- Church: Episcopal Church
- Diocese: Nevada
- Elected: September 24, 1971
- In office: 1972–1985
- Predecessor: William Godsell Wright
- Successor: Stewart Clark Zabriskie

Orders
- Ordination: November 3, 1951 by William F. Lewis
- Consecration: March 4, 1972 by John E. Hines

Personal details
- Born: July 26, 1926 Hanover, Weimar Republic
- Died: May 17, 1988 (aged 61) Grand Canyon National Park, Arizona, US
- Denomination: Anglican
- Parents: Rudolph August Frensdorff & Erma Margarete Asch
- Spouse: Dolores Stoker
- Children: 5

= Wesley Frensdorff =

Bishop of Nevada (1926–1988)

Wesley "Wes" Frensdorff (July 22, 1926 – May 17, 1988) was the bishop of the Episcopal Diocese of Nevada from 1972 to 1985.

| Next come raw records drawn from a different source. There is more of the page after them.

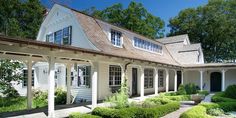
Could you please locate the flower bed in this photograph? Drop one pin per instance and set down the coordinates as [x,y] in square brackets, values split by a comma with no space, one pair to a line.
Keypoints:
[137,112]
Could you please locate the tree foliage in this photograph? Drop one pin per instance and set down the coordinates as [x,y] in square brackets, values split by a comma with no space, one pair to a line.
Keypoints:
[9,72]
[21,18]
[135,18]
[212,25]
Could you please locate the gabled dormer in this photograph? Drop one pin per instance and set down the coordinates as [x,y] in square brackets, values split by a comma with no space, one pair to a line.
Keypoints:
[62,27]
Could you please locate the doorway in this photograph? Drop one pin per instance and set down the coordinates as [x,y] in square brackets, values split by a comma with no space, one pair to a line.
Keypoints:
[215,82]
[134,81]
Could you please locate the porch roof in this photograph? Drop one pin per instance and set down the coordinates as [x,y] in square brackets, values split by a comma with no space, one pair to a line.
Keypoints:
[33,48]
[210,65]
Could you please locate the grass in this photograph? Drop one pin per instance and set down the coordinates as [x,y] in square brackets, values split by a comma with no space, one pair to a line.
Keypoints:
[16,104]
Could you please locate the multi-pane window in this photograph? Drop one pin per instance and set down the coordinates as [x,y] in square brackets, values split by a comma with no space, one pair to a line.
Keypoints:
[116,38]
[25,77]
[114,75]
[58,37]
[161,78]
[146,45]
[148,78]
[49,38]
[61,37]
[84,78]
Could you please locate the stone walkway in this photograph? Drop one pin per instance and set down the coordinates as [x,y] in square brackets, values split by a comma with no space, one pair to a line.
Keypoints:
[61,111]
[185,105]
[208,97]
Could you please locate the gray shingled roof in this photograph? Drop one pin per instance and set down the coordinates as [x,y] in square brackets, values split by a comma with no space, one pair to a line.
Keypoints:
[173,39]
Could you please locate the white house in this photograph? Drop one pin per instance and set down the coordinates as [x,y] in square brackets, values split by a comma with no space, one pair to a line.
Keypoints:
[90,58]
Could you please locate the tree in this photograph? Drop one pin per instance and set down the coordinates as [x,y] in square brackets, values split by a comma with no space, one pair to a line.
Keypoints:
[20,18]
[135,18]
[212,25]
[9,71]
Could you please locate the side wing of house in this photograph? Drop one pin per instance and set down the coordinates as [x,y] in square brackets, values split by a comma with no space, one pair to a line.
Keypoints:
[62,27]
[183,51]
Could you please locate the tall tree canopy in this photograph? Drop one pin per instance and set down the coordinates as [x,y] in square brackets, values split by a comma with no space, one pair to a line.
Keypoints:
[21,18]
[135,18]
[212,25]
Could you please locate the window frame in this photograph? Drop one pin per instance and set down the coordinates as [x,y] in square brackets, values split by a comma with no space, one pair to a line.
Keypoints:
[148,78]
[148,46]
[115,40]
[161,78]
[115,80]
[25,78]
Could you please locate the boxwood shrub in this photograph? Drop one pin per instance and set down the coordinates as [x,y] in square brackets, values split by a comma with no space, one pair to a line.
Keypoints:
[230,91]
[196,112]
[136,112]
[79,115]
[220,97]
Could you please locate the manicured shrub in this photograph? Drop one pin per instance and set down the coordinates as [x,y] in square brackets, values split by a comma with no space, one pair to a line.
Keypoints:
[203,92]
[220,97]
[191,88]
[230,91]
[79,115]
[181,90]
[136,112]
[196,112]
[215,112]
[227,106]
[208,105]
[179,97]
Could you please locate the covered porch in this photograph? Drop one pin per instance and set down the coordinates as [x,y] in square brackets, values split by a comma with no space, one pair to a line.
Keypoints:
[31,52]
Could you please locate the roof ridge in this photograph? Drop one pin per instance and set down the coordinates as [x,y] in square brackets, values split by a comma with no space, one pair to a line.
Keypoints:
[110,23]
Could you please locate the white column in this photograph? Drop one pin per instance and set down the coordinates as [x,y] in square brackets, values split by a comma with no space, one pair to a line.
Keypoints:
[68,83]
[156,81]
[201,79]
[122,73]
[182,77]
[94,67]
[51,83]
[223,80]
[167,80]
[29,85]
[175,81]
[142,83]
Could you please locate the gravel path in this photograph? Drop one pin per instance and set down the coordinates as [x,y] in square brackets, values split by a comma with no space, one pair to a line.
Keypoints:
[183,107]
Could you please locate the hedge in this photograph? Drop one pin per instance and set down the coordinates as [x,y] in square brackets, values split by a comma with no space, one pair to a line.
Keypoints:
[136,112]
[219,97]
[79,115]
[196,112]
[179,97]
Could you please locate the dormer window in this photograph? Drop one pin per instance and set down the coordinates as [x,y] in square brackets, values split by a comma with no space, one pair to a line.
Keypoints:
[116,38]
[60,37]
[146,45]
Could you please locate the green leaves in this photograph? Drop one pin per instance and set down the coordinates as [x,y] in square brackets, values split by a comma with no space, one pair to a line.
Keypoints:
[213,25]
[20,18]
[135,18]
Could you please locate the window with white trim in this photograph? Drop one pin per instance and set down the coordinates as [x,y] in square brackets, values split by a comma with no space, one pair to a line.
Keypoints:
[25,77]
[114,75]
[161,78]
[146,45]
[84,76]
[116,38]
[61,37]
[148,78]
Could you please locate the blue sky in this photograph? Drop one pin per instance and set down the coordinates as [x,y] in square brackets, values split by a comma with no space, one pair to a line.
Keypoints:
[165,9]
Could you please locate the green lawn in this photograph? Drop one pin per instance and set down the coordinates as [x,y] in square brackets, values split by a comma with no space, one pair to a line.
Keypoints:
[19,103]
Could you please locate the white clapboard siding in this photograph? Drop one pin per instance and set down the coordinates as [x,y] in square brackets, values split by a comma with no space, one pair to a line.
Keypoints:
[82,93]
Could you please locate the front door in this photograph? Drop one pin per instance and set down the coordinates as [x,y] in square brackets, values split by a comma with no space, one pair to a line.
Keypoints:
[134,81]
[215,81]
[179,76]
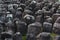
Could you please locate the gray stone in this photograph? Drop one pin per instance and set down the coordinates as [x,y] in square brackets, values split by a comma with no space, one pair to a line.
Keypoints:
[35,28]
[47,27]
[44,36]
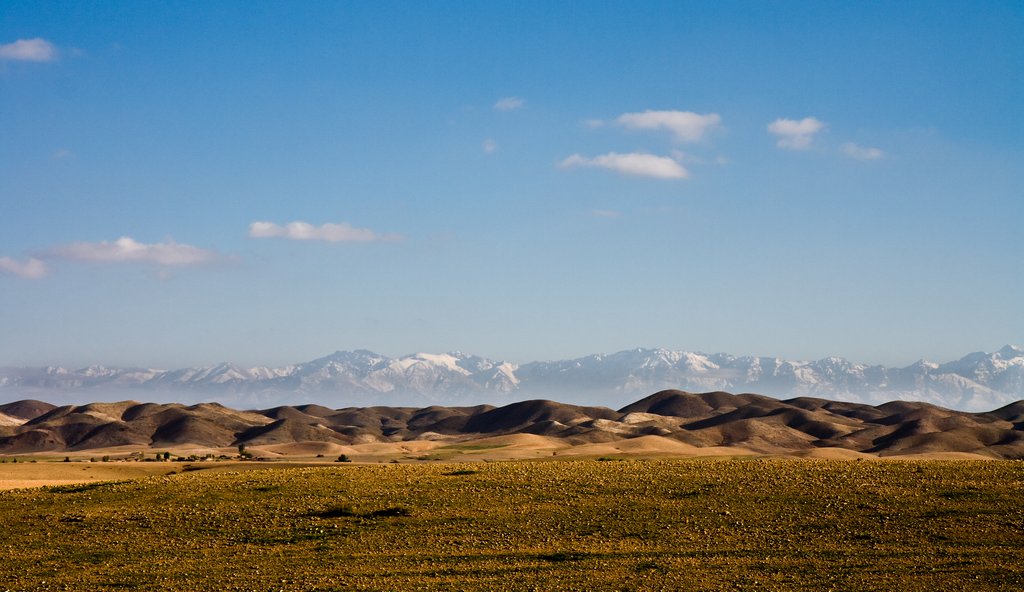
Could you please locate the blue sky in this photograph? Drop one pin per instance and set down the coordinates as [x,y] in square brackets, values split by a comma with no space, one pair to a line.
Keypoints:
[268,182]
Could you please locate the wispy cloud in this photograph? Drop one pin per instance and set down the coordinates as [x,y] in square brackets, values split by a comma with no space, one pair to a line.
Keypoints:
[861,154]
[127,249]
[31,269]
[638,164]
[341,233]
[37,49]
[795,134]
[685,125]
[510,103]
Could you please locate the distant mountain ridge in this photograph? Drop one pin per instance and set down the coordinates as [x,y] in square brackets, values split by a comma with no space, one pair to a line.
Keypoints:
[977,381]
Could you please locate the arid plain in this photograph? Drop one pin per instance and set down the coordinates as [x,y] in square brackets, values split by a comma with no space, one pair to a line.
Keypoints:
[678,491]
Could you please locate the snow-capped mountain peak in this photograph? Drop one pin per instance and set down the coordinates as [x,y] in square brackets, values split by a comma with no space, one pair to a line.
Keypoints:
[976,381]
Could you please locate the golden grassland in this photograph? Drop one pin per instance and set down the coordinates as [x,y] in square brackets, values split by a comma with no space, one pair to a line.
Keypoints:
[572,524]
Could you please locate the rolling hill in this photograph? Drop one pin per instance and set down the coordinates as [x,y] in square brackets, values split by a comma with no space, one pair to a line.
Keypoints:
[751,423]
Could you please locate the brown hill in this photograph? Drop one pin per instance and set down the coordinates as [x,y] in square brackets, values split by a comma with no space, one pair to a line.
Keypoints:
[714,421]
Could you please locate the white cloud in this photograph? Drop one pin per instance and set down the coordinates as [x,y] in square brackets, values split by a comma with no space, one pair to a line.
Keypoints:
[37,49]
[631,164]
[31,269]
[686,126]
[794,134]
[342,233]
[127,249]
[861,154]
[510,103]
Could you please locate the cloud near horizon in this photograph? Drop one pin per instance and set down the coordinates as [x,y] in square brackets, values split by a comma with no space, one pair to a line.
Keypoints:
[127,249]
[31,269]
[37,49]
[509,103]
[340,233]
[795,134]
[685,126]
[861,154]
[638,164]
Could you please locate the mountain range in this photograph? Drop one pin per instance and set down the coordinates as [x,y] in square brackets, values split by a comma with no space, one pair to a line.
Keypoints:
[976,382]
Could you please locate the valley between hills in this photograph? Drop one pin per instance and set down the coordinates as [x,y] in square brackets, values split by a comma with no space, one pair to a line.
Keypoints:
[670,423]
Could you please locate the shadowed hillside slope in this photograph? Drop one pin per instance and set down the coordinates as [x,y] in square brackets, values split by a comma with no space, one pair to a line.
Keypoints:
[749,422]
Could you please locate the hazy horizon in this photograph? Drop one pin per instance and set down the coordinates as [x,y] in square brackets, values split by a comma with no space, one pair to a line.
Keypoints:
[263,184]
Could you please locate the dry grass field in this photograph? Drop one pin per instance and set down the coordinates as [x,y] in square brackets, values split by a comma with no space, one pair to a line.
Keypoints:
[572,524]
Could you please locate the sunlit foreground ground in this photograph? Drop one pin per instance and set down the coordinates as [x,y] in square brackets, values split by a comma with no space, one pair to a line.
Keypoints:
[574,524]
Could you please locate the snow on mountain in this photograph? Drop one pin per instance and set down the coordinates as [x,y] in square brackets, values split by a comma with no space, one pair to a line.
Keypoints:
[977,381]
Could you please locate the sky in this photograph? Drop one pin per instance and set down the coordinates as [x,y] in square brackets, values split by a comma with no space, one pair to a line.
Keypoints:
[265,182]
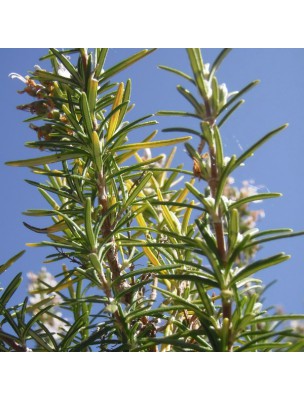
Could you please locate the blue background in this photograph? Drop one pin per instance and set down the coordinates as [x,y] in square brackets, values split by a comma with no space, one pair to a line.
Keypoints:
[276,167]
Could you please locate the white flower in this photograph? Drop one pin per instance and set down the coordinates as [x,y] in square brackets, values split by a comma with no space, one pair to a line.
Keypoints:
[62,71]
[223,94]
[21,78]
[206,70]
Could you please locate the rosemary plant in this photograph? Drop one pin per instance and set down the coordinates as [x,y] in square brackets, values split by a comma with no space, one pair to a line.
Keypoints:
[148,263]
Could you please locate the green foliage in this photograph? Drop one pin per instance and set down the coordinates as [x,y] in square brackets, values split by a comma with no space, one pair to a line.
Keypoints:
[152,266]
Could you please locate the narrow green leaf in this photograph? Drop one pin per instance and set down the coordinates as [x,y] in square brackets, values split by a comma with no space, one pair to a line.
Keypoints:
[45,160]
[11,261]
[186,130]
[223,178]
[233,229]
[125,63]
[192,278]
[191,99]
[251,199]
[219,59]
[156,143]
[196,62]
[275,237]
[125,101]
[85,111]
[259,265]
[92,94]
[49,76]
[248,153]
[138,188]
[238,94]
[230,112]
[10,290]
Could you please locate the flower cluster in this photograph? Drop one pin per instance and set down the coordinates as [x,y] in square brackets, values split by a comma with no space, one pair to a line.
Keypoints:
[45,105]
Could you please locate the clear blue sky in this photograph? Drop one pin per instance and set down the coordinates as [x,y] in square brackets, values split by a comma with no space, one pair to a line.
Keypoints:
[277,167]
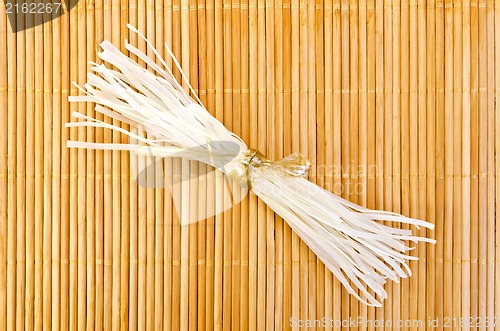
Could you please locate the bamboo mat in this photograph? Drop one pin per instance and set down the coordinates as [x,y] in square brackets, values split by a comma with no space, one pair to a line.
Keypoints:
[394,102]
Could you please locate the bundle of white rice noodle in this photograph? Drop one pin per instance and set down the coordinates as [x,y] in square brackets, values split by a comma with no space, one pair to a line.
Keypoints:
[349,239]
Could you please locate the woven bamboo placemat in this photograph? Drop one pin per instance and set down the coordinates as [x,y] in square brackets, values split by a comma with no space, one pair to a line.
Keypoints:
[394,102]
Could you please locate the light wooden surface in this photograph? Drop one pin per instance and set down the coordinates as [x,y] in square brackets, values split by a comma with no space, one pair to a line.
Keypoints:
[394,102]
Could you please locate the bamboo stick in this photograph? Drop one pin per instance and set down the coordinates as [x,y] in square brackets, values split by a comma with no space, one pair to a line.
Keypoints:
[497,156]
[150,195]
[143,200]
[211,184]
[320,137]
[303,145]
[262,245]
[440,160]
[82,175]
[396,141]
[379,116]
[430,306]
[128,205]
[414,149]
[56,176]
[269,147]
[21,172]
[422,149]
[457,154]
[90,167]
[327,158]
[159,179]
[482,159]
[405,138]
[242,34]
[12,173]
[130,315]
[194,175]
[4,170]
[449,156]
[490,303]
[39,187]
[100,191]
[388,132]
[28,309]
[203,193]
[117,201]
[337,133]
[394,96]
[466,166]
[252,219]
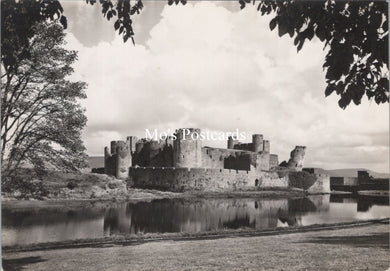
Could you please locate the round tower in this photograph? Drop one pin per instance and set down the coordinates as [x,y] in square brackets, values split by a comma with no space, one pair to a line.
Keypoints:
[230,143]
[257,142]
[187,148]
[123,160]
[113,146]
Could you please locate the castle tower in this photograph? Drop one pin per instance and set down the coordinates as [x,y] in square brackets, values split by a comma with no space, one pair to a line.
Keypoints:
[123,160]
[230,143]
[113,146]
[107,161]
[257,143]
[131,141]
[266,146]
[187,148]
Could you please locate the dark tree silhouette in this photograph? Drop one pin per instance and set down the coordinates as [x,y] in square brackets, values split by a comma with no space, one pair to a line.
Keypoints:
[354,32]
[41,118]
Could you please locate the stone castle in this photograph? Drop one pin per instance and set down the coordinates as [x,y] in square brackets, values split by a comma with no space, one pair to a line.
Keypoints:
[179,164]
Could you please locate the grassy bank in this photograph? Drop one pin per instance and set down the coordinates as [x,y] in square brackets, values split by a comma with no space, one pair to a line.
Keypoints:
[364,247]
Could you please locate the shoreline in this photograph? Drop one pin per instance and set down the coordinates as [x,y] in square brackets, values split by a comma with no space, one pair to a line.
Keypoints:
[142,195]
[212,235]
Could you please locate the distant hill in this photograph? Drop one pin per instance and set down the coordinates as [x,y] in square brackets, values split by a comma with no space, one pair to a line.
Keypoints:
[96,161]
[352,172]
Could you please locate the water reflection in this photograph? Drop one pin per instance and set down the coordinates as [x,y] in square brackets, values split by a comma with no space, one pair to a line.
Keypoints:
[182,215]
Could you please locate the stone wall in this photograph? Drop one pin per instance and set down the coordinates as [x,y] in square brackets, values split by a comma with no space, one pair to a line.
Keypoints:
[273,161]
[187,149]
[211,179]
[226,158]
[321,185]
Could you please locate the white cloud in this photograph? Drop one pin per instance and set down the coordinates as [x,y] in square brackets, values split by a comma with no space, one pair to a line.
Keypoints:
[212,68]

==Early life and education==
Frensdorff was born on July 22, 1926, in Hanover, Weimar Republic, the son of Rudolph August Frensdorff and Erma Margarete Asch. He came to the United States in 1940 as a 14-year-old and completed high school in Elmhurst, New York. He was a graduate of Columbia University with a Bachelor of Arts in 1948 and from the General Theological Seminary with a Bachelor of Sacred Theology in 1951.

==Ordination==
Frensdorff was ordained deacon on March 31, 1951, by Bishop James P. deWolfe of Long Island, and priest on November 3, 1951, by Bishop William F. Lewis of Nevada. Between 1951 and 1954, he served as vicar of St Mary's Church in Winnemucca, Nevada, St Andrew's Church in Battle Mountain, Nevada, and St Anne's Church in McDermitt, Nevada. Later he became rector of St Paul's Church in Elko, Nevada. In 1959 he became rector of St Barnabas and St Luke's Church in Wells, Nevada and of St Martin's Church in the Upper Skagit Valley and Community Church in Newhalem, Washington, all posts held till 1962. He became Dean of St Mark's Cathedral in Salt Lake City in 1962 and remained there till 1972. He also served as Director of the North Pacific and Western parish training program of the Episcopal Church between 1959 and 1964.

==Bishop==
On September 24, 1971, he was elected Bishop of Nevada. He was consecrated on March 4, 1972, by Presiding Bishop John E. Hines. He remained in Nevada till 1985 when he became assistant bishop in Arizona. From 1983 to 1985 he also served as interim bishop of the Navajoland Area Mission.

==Death==
Frensdorff died in a private plane crash near the north rim of the Grand Canyon on May 17, 1988.

==Personal life==
Frensdorff married Dolores Stoker in 1953 with whom he had 5 children.